Predicting ribosome load from 5′UTR sequences
Controlling translation efficiency hinges on the critical role of 5′UTR sequence. Ribosome load, defined as the number of ribosomes bound to an mRNA molecule at any given moment, stands as a pivotal marker of protein synthesis efficiency50. Therefore, accurately predicting ribosome load from 5′UTR sequences is paramount for optimizing mRNA sequence design to maximize protein expression, particularly when forging new sequences beyond existing 5′UTR templates.
To address this challenge, we leveraged a benchmark dataset sourced from previous studies that used massively parallel reporter assays (MPRA) to curate a library of 280,000 gene sequences with their respective ribosome loads50. Our approach involved fine-tuning the mRNABERT model to predict ribosome load from 5’UTR sequences (detailed in the “Method” section). Alongside mRNABERT, we benchmarked several machine-learning models tailored for this task, including Optimus50, FramePool51, and MTtrans52, as well as pre-trained language models such as UTR-LM40, RNABERT33, and RNA-FM32. The performance of mRNABERT was evaluated by comparing it against benchmark methods across eight synthetic libraries.

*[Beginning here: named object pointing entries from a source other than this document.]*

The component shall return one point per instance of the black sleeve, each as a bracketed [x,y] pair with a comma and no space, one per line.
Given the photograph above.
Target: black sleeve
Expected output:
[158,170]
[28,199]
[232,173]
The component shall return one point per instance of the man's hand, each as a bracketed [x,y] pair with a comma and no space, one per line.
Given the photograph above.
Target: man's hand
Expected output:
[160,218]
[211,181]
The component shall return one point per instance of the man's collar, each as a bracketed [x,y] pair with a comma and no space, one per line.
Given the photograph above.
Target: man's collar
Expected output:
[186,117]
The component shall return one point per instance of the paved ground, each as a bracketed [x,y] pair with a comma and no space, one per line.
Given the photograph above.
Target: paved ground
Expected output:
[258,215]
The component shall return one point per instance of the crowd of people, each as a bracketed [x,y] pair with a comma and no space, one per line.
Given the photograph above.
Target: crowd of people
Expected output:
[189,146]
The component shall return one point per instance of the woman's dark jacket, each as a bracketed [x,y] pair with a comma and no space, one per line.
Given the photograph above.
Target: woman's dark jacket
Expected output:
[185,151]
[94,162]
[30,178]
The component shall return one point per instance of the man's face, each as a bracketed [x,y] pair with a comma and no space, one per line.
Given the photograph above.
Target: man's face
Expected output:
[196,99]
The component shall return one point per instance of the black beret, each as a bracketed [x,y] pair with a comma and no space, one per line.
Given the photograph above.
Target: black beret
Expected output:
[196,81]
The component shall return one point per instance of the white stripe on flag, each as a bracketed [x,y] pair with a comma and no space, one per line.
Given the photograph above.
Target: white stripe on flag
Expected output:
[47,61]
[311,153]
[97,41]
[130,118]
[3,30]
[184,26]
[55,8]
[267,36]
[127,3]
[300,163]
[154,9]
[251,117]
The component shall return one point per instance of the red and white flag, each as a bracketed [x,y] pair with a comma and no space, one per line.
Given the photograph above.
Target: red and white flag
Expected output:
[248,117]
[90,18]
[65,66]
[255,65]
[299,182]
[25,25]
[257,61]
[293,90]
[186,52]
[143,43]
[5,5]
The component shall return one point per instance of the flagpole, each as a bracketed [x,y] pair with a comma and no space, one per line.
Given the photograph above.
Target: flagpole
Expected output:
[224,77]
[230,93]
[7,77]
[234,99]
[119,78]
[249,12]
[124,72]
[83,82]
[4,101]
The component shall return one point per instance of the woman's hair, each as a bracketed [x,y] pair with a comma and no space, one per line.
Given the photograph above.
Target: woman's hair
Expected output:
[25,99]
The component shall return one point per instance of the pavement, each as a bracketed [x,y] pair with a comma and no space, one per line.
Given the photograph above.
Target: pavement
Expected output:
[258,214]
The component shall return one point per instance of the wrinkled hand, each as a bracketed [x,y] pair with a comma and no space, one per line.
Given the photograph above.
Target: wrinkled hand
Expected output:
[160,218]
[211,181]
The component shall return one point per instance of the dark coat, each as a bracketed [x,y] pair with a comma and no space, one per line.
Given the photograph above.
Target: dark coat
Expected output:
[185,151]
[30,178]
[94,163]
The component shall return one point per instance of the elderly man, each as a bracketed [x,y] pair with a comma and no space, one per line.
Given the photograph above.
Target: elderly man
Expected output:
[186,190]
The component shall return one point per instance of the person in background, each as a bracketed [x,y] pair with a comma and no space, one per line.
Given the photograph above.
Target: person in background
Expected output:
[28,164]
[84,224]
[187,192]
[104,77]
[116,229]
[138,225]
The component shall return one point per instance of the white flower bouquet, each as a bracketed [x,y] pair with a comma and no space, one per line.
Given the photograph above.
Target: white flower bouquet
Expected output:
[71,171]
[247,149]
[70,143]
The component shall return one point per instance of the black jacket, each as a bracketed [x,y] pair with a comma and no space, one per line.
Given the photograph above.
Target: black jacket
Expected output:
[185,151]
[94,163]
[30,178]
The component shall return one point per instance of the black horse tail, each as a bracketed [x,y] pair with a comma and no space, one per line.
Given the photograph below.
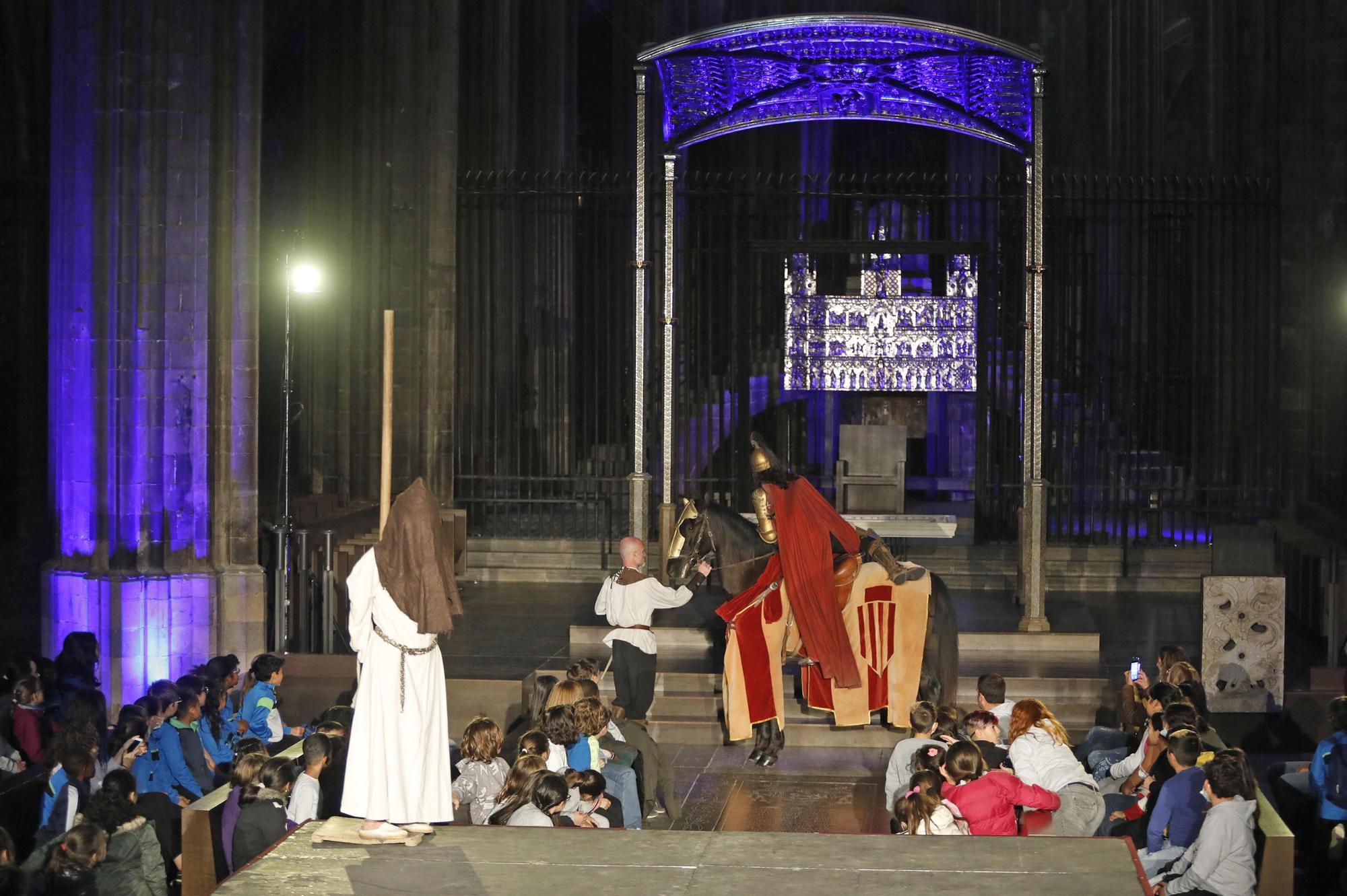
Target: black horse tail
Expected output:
[941,657]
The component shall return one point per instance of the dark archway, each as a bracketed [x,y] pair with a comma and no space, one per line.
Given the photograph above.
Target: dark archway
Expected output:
[830,67]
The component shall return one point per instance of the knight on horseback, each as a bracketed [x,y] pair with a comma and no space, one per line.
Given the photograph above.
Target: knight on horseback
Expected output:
[843,621]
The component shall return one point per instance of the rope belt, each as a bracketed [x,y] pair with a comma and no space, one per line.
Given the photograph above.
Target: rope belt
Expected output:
[402,662]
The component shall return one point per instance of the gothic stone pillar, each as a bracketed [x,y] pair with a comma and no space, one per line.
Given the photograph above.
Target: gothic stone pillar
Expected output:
[154,334]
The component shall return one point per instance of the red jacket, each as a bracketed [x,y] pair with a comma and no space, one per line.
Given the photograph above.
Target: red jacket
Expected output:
[32,731]
[989,802]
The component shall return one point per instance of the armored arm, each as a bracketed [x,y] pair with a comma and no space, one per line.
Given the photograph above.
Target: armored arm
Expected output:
[767,520]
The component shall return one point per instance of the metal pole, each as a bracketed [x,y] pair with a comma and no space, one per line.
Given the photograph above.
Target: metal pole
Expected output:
[278,600]
[284,557]
[1035,490]
[304,598]
[386,446]
[639,481]
[667,454]
[329,605]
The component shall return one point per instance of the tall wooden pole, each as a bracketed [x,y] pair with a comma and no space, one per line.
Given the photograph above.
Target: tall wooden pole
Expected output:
[386,451]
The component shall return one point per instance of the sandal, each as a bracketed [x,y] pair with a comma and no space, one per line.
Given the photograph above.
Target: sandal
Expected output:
[385,833]
[418,828]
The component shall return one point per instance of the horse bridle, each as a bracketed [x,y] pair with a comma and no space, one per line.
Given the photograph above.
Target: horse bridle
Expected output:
[694,557]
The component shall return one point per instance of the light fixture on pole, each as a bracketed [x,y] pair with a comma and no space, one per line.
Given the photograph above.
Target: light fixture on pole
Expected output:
[302,279]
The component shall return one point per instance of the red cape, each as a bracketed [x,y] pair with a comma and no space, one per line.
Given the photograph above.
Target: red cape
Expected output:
[806,520]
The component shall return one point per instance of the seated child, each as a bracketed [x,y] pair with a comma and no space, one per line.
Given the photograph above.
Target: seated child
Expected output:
[988,800]
[605,809]
[923,724]
[68,789]
[335,781]
[306,797]
[259,716]
[72,868]
[482,771]
[534,743]
[592,722]
[1179,808]
[515,782]
[246,770]
[183,751]
[262,817]
[922,811]
[1222,858]
[558,724]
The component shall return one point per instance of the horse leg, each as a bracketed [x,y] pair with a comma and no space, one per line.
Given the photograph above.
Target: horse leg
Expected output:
[941,654]
[760,740]
[775,742]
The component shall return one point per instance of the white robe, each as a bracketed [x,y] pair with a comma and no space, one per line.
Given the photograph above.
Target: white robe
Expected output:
[398,758]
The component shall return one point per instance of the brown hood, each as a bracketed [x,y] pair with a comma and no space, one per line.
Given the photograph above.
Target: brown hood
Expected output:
[417,561]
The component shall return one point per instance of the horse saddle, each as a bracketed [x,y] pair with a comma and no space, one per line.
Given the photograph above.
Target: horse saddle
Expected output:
[845,570]
[844,576]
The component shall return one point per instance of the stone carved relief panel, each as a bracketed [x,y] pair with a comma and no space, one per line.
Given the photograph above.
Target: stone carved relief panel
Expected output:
[1244,642]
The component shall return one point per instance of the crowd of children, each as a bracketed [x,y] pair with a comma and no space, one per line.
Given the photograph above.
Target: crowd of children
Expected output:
[110,817]
[1189,804]
[111,812]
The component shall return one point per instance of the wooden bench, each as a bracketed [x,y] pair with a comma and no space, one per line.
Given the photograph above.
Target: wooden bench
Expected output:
[1275,852]
[203,846]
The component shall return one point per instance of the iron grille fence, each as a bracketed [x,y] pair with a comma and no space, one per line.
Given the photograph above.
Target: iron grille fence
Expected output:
[1162,351]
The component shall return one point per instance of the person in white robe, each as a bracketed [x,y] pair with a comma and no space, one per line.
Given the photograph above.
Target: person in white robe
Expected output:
[630,599]
[402,598]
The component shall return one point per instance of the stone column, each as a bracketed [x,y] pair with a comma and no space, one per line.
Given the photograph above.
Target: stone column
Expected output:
[153,334]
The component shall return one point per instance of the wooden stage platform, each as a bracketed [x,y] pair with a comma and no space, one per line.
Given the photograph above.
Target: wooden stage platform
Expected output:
[529,860]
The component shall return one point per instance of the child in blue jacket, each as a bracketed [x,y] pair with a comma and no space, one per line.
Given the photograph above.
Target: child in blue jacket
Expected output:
[181,751]
[255,718]
[219,734]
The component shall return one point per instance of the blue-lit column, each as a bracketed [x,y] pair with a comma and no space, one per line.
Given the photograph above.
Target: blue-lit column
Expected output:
[154,334]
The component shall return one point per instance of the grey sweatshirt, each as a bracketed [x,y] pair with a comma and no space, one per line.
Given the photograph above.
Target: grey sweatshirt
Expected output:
[479,784]
[1222,859]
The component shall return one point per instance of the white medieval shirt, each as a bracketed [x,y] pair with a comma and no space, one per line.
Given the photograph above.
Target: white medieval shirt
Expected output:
[630,599]
[398,766]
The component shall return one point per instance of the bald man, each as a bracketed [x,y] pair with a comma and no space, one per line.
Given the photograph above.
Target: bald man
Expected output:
[630,599]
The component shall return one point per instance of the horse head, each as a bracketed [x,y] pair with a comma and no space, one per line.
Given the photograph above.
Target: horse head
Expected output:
[690,545]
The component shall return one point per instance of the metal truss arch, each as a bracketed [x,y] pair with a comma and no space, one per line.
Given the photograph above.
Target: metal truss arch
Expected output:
[833,67]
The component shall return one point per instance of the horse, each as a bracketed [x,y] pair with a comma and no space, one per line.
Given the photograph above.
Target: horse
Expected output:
[732,545]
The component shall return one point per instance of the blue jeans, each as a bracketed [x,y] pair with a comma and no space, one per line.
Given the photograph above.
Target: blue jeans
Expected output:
[1155,860]
[1101,761]
[1101,738]
[1113,804]
[623,782]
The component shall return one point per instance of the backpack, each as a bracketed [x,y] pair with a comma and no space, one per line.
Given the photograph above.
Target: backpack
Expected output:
[1336,776]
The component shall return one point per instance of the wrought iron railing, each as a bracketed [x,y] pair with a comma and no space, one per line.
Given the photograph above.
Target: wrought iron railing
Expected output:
[1121,514]
[572,508]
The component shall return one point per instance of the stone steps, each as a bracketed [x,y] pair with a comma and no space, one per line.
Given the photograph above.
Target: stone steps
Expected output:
[688,696]
[979,568]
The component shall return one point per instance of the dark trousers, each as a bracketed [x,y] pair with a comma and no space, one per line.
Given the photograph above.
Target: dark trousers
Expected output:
[634,679]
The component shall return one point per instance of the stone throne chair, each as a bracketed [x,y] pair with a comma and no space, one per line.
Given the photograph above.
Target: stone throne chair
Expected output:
[871,470]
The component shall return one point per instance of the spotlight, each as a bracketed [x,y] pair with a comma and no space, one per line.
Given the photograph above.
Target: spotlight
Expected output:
[306,279]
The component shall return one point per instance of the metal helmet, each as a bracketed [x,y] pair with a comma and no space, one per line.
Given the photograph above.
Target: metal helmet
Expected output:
[762,458]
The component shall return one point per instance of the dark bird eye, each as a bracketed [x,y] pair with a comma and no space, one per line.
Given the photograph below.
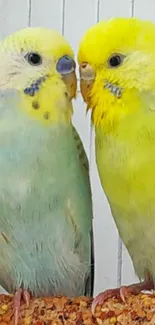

The results from our study, depicted in Fig. 3 and Supplementary Tables 4 and 5, highlight the exceptional performance of mRNABERT, which was comparable to the top-performing specialized model, UTR-LM. Notably, in the largest MPRA datasets (fixed-length random UTRs denoted as U1 and U2), our model achieved state-of-the-art results (Spearman R = 0.962 and 0.924). Across the remaining six datasets, our model led in three tasks (Ψ2, m1Ψ1, and mC-U1), effectively matching UTR-LM in the number of tasks with top performance (both achieving the best results in 4 of 8).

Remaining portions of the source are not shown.